System-under-test raises during one case	`runner` per-case `try/except Exception`	Recorded as `BenchScore(passed=False, score=0.0, failure_modes=("harness_error: <ExceptionType>: <message>",), cost_usd=0.0)`. Other cases continue. The harness never falls over because one case is broken.
System-under-test exceeds `timeout_per_case_seconds`	`signal.SIGALRM` in runner	Same as above with `failure_modes=("timeout",)`.
Rubric returns a non-`BenchScore` object	`runner`'s defensive type-check + Pydantic re-validation → `RubricViolation`	Run aborts (rubric is global to the task class, not per-case); error names the rubric class and the offending return value.
Rubric returns `BenchScore` with `score=1.5`	Pydantic `Field(ge=0.0, le=1.0)` validation	Same as above. (Belt-and-suspenders: the rubric author can't smuggle out-of-range scores.)
`.codegenie/eval/runs/` not writable	`audit.write_run_record` → `PermissionError`	CLI logs the path and exits 1; the in-memory report is also dumped to stderr as JSON so the run isn't fully lost.
Static introspection finds a banned-substring field on `BenchScore`	`tests/unit/test_bench_score_static.py` (mirrors Phase 5's `test_objective_signals_static.py`)	CI failure; PR cannot land. Field must be renamed (e.g., `evidence_strength` instead of `confidence_score`).
Trust tier YAML missing or malformed	`PromotionGate.__init__` → `PromotionGateError`	The `eval run` path doesn't need this; only `eval promote-verdict` does. Verdict subcommand exits 1 with a clear message; main eval run is unaffected.

All errors subclass CodegenieError so the top-level CLI handler catches them uniformly.

Resource & cost profile¶

Cold-start time for codegenie eval run: ≤ 600 ms target (matches Phase 0's codegenie gather cold-start ≤ 500 ms, plus ~100 ms for Pydantic model imports). The eval CLI inherits Phase 0's import-linter contract — no top-level heavy imports.
Per-case eval runtime: dominated by the system-under-test, not the harness. For vuln-remediation with cassettes: ~5–30 seconds per case. Harness overhead: ≤ 50 ms per case (Pydantic validate, log, write).
Memory: O(cases) Pydantic instances held in memory; ≤ 50 MB for a 100-case run.
Disk: Each run writes one ~10 KB JSON file. 365 nightly runs = ~3.5 MB/yr. Per-case raw outputs (Phase 4 cassette replays) live under .codegenie/eval/runs/<run-id>/cases/ and are ~1–10 KB each.
LLM cost: $0 in CI (cassettes only). Live operator runs: per-case cost surfaced in BenchScore.cost_usd, aggregated to BenchRunReport.total_cost_usd — Phase 13's cost ledger consumes this without code change.
Where convention costs performance: The serial runner is slower than asyncio.gather would be by ~5x.

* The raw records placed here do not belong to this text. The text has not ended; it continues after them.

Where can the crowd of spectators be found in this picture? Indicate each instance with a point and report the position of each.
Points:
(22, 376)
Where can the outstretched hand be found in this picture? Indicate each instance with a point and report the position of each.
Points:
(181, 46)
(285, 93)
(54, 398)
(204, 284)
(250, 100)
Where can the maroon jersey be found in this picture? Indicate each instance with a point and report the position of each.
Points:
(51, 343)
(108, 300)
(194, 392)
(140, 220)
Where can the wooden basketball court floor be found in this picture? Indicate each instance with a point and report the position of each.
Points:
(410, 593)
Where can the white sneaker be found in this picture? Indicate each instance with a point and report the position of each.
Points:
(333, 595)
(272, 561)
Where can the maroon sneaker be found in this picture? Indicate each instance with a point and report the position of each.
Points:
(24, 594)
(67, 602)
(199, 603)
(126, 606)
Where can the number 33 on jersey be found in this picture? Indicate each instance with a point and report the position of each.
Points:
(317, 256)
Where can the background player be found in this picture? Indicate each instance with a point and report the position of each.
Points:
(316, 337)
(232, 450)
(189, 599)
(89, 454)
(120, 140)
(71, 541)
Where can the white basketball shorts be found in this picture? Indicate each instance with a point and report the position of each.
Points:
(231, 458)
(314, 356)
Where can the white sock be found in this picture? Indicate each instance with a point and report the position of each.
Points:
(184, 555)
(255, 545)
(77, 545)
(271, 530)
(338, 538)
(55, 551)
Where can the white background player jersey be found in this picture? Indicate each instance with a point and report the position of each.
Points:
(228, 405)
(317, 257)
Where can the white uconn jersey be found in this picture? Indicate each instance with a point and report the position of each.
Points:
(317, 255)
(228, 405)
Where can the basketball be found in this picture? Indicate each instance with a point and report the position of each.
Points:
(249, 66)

At 10–50 cases per task class, the difference is ~30–150 seconds of nightly wall-clock — well under the cadence budget. Not designed-around.
Where convention saves future maintenance: Single audit-record format (Phase 0's RunRecord shape, extended to EvalRunRecord) means Phase 13's cost ledger and Phase 11's PR provenance both ingest eval audit records without forking the parser.

Test plan¶

Unit tests (≥ 90% line, ≥ 80% branch on `src/codegenie/eval/`)¶

tests/unit/test_eval_registry.py — decorator registers a task class; duplicate-name registration raises TaskClassAlreadyRegistered at import time with both qualnames in the message; get(name) raises KeyError on miss; all_task_classes() returns a tuple (not a list — immutable accessor); default_registry is a module-level singleton. Mirrors Phase 0's test_registry.py line for line.
tests/unit/test_eval_models.py — BenchScore, BenchCase, BenchRunReport, PromotionVerdict all frozen=True (mutation raises); extra="forbid" rejects unknown fields; BenchScore.score rejects 1.5 and -0.1 via Field(ge, le); BenchCase.disposition rejects "unknown" via Literal; commit_sha required iff source != "curated" (model validator).
tests/unit/test_bench_score_static.py — load-bearing. Walks every field reachable from BenchScore via pydantic.fields.FieldInfo (recursive through dict value types) and asserts no field name contains confidence, llm, self_reported, model_says. Direct port of Phase 5's test_objective_signals_static.py. Catches the failure mode where a contributor adds llm_confidence: float "just for logging."
tests/unit/test_rubric_protocol.py — every registered task class's rubric_class satisfies the Rubric Protocol via isinstance(rubric, Rubric); a class missing score() does not satisfy.
tests/unit/test_loader.py — load_cases returns sorted-by-case_id; malformed case.toml raises BenchCaseLoadError naming the case directory; missing input/ directory raises with the missing-path; cassette-less cases load cleanly.
tests/unit/test_runner.py — single-case run produces a BenchRunReport; system-under-test exception is captured as BenchScore(passed=False, failure_modes=("harness_error: ...",)) and other cases proceed; timeout produces failure_modes=("timeout",); rubric returning a non-BenchScore raises RubricViolation; aggregate mean_score is correct against a hand-computed fixture.
tests/unit/test_promotion.py — evaluate returns evidence_sufficient=True only when mean ≥ threshold AND passed_count ≥ min AND no block-severity failure modes; reasons enumerates every failed condition individually (not just the first); PromotionGate does not mutate any state (verified by snapshotting the tier YAML before/after).
tests/unit/test_audit.py — write_run_record produces a file at mode 0600; filename matches {utc-iso}-{8-hex}.json; written content round-trips through Pydantic without loss; atomic-write semantics (the partial file isn't visible during write).
tests/unit/test_cli.py — --task-class=unknown exits 1 with TaskClassNotFound in stderr; --cases='001-*' filters; missing --task-class exits 2 (Click usage error).
tests/unit/test_eval_fence.py — load-bearing. A synthetic bench/foo/ with registration.py calling @register_task_class("foo") but missing cases/ fails the test; a synthetic bench dir with only 9 cases fails the test; a fully-populated synthetic bench dir passes. Same shape as Phase 0's test_pyproject_fence.py.
tests/unit/test_eval_package_imports_no_llm_sdk.py — AST walk of src/codegenie/eval/**/*.py asserts no import anthropic | openai | langchain | langgraph | transformers. Direct extension of the Phase 0 fence (which scopes to runtime deps); this is the source-tree-side check for the eval-package gather discipline.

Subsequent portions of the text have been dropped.